Here, the Lears take turns delivering the king’s lines, sometimes emphasizing a particular moment with all 10 speaking together, and they acknowledge each other, clapping one another on the back in scornful laughter or embracing in stubborn solidarity against perceived injustice.

One by one, as other characters enter, the Lears remove their crowns and assume other roles. Scene by scene, we get down to five, then three, and, eventually, after the storm, just one (Tom Nelis).

Why exactly do we need 10? O, reason not the need—this multiplicity of Lears creates an oft-energizing, surround-sound experience of immersive kingship.

A scene from Compagnia de’ Colombari’s production of Shakespeare’s King Lear, directed by Karin Coonrod, at La MaMa.
(© Marina Levitskaya)

For the first two-thirds of the production, the actors wander behind and throughout the audience’s bleacher seating. For some, Lear is on all four sides at once. His sense of himself as something more than just a man feels palpable when he’s echoing from all directions — his power is inescapable.

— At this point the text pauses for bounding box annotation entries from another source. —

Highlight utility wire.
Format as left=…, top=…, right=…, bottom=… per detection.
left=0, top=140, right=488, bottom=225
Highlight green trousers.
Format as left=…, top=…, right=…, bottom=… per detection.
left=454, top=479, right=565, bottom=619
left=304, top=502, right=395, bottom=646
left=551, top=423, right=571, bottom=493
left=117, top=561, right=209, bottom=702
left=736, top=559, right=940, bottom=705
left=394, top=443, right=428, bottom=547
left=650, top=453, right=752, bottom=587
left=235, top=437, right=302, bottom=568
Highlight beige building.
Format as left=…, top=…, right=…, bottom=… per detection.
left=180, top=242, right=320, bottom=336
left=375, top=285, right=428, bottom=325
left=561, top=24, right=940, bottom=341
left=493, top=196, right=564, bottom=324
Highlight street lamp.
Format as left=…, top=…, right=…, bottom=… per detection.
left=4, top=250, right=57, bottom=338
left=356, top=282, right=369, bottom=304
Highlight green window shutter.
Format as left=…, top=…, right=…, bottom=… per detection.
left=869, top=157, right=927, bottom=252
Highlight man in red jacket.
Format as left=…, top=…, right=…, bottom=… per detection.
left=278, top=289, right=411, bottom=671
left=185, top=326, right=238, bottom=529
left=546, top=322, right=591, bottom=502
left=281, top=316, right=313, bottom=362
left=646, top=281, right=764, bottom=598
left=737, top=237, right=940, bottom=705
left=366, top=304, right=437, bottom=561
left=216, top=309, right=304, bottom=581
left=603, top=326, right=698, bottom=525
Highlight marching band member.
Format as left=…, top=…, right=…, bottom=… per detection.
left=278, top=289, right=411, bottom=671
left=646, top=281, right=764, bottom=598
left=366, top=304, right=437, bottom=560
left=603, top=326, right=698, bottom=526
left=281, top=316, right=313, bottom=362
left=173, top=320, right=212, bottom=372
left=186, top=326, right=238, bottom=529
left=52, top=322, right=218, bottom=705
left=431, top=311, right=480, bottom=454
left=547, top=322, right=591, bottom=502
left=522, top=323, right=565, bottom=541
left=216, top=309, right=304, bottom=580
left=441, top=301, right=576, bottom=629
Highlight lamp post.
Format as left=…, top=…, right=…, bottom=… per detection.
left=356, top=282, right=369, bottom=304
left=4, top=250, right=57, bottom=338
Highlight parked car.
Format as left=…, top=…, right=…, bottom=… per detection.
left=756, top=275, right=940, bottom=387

This can be disorienting, especially for the theater’s front rows, not to mention the neck workout required to keep up with the movement: when actors are discarding their crowns to change roles directly in back of you, even Lear experts can start to lose their way in the text.

The irony of this King Lear—as with Sam Gold’s unfairly maligned 2019 Broadway revival—is that the staging may well bewilder audiences unfamiliar with the play, but it is also acted, line by line, with immaculate clarity by a cast who make the verse pop.

I was rooting for Michael Potts (the charismatic standout of the 2022 revival of The Piano Lesson) to wind up the last Lear standing, but he makes for a magnificently moving Gloucester. Celeste Sena is a crisp, impassioned Cordelia in her opening rejection of Lear’s “Who-loves-me-most?” gambit. She and Nelis have a lovely reunion late in the play: when Lear promises Cordelia a peaceful future imprisoned together, pondering the world’s mysteries “as if we were God’s spies,” they whisper those last words together with conspiratorial familiarity as if revisiting a storybook he read Cordelia as a child.

Michael Potts (seated) plays Gloucester in Compagnia de’ Colombari’s production of Shakespeare’s King Lear, directed by Karin Coonrod, at La MaMa.
(© Marina Levitskaya)

While modern productions tend to toy with humanizing Cordelia’s sisters, this Goneril and Regan (Jo Mei) are delectably nasty monsters. And the playful rapport between brothers Edmund (Julian Elijah Martinez) and Edgar (Abigail C. Onwunali) when they’re first together painfully sets up Edmund’s imminent betrayal. During one of Edmund’s audience-traversing speeches, Martinez tried to grab the notebook out of my hand, a unique puncturing of theater critics’ imagined invisibility; given his persuasively amoral performance, all is forgiven.

Coonrod, however, ultimately stretches her multi-Lear vision beyond its means. The final scenes retreat to a standard proscenium staging, and, despite one rather striking closing image, there’s much less that’s special in the production’s back half. And though I thought I’d understood the point of the 10 Lears—the gradual transformation of a self-defined deity into a fallible human being—the climactic return of all 10 in Lear’s most vulnerable moment, delivering his final speech in creepy, octave-leaping unison, sent that theory right out the window.

But if the conceptual house of cards starts to wobble by the end, Coonrod’s cast remains a royal flush. Even in an ordinary production, it would be a treat to see almost any of them play King Lear.